Spin-polarized tunneling with GaAs tips in scanning tunneling microscopy

We describe a model as well as experiments on spin-polarized tunneling with the aid of optical spin orientation. This involves tunnel junctions between a magnetic material and gallium arsenide (GaAs), where the latter is optically excited with circularly polarized light in order to generate spin-polarized carriers. We present a transport model that takes account of carrier capture in the semiconductor surface states, and describes the semiconductor surface in terms of a spin-dependent energy distribution function. The so-called surface spin splitting can be calculated from the balance of the polarized electron and hole flow in the semiconductor subsurface region, the polarized tunneling current across the tunnel barrier between the magnetic material and the semiconductor surface, and the spin relaxation at the semiconductor surface.
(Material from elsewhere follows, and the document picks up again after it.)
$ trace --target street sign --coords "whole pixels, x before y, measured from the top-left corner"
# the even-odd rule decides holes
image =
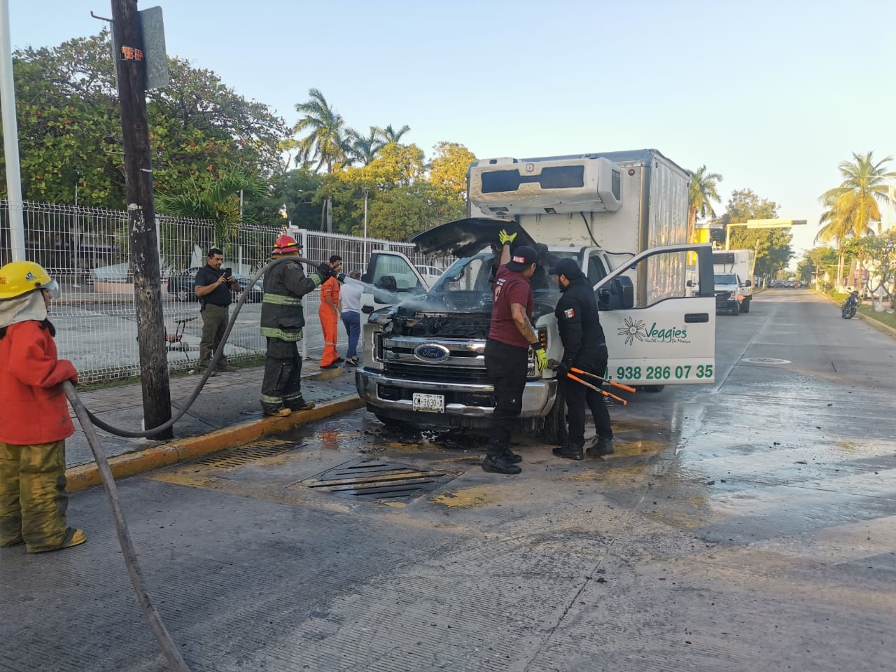
[[[146,83],[144,89],[160,89],[168,85],[168,55],[165,53],[165,25],[162,8],[150,7],[141,10],[140,30],[143,38],[143,57],[146,59]]]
We present experimental data obtained in a scanning tunneling microscope with a GaAs tip and a Pt/Co multilayer sample under ambient conditions. A helicity asymmetry of tunnel current (i.e., a circular-polarization-dependent tunnel current) was found with a magnitude of 4 pA, which was verified not to be due to variations of the optical power. According to our model and estimations, this observation can be explained by spin-polarized tunneling, with a lower limit to the semiconductor surface spin splitting and spin lifetime of 4 mV and 0.4 ns, respectively.